# 3 stage Vortex snow blower



## tuffnell (Dec 1, 2011)

Has anyone looked at the Troy bilt Vortex 3 stage snow blower?
Hope they beefed up the differential and the blower for the added stress.


----------



## Shryp (Jan 1, 2011)

First I heard of that on anything but the Cub Cadets. Looks like MTD is rolling out the 3 stage to some more models now.


----------



## liftoff1967 (Jan 15, 2014)

tuffnell said:


> Has anyone looked at the Troy bilt Vortex 3 stage snow blower?
> Hope they beefed up the differential and the blower for the added stress.


Interesting timing of your thread. I was at the local Lowes last night and saw a few of those machines parked out front all chained up. Looks kinda cheesey with the round disc auger thing staring you in the face. Just my observation is all.
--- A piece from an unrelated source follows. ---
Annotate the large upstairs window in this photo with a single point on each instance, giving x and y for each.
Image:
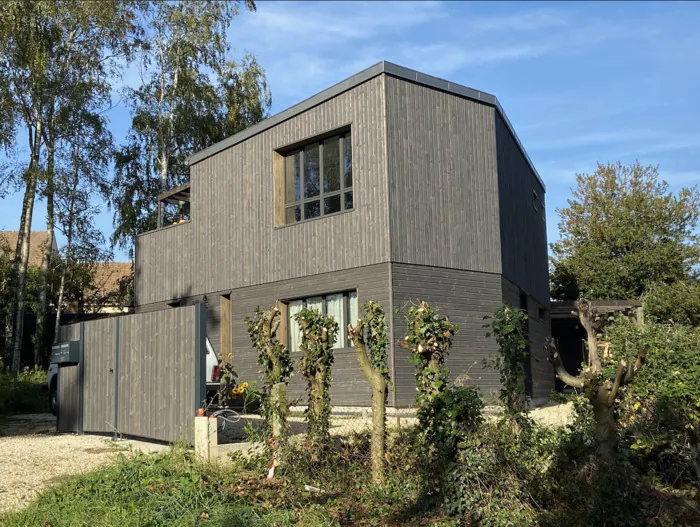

Would be interesting to get some feed back on what people think.


----------



## dbert (Aug 25, 2013)

liftoff1967 said:


> Would be interesting to get some feed back on what people think.


discussion here from last winter.
http://www.snowblowerforum.com/forum/cub-cadet-snowblowers/12714-cub-cadet-3x-any-other-satisfied-owners.html


----------



## liftoff1967 (Jan 15, 2014)

dbert said:


> discussion here from last winter.
> http://www.snowblowerforum.com/forum/cub-cadet-snowblowers/12714-cub-cadet-3x-any-other-satisfied-owners.html


Interesting. Thanks for the link dbert!


----------



## dbert (Aug 25, 2013)

Actually now that I looked through that thread... I was thinking of a different thread. I thought I'd remembered seeing a video of the owner operating it.


----------



## vv132 (Nov 9, 2014)

was wondering how the vortex 3x compares to the cub cadet 3x


----------



## Shryp (Jan 1, 2011)

One is black and red, the other is yellow. I think the stickers are different too.


----------



## micah68kj (Oct 8, 2011)

liftoff1967 said:


> Interesting timing of your thread. I was at the local Lowes last night and saw a few of those machines parked out front all chained up. Looks kinda cheesey with the round disc auger thing staring you in the face. Just my observation is all.
> 
> Would be interesting to get some feed back on what people think.


I never even bother to look at these things. Just walk on by. I'll never buy a new blower. There are way too many good, no, great used machines to choose from.


----------



## micah68kj (Oct 8, 2011)

Shryp said:


> One is black and red, the other is yellow. I think the stickers are different too.


 Nailed it!


----------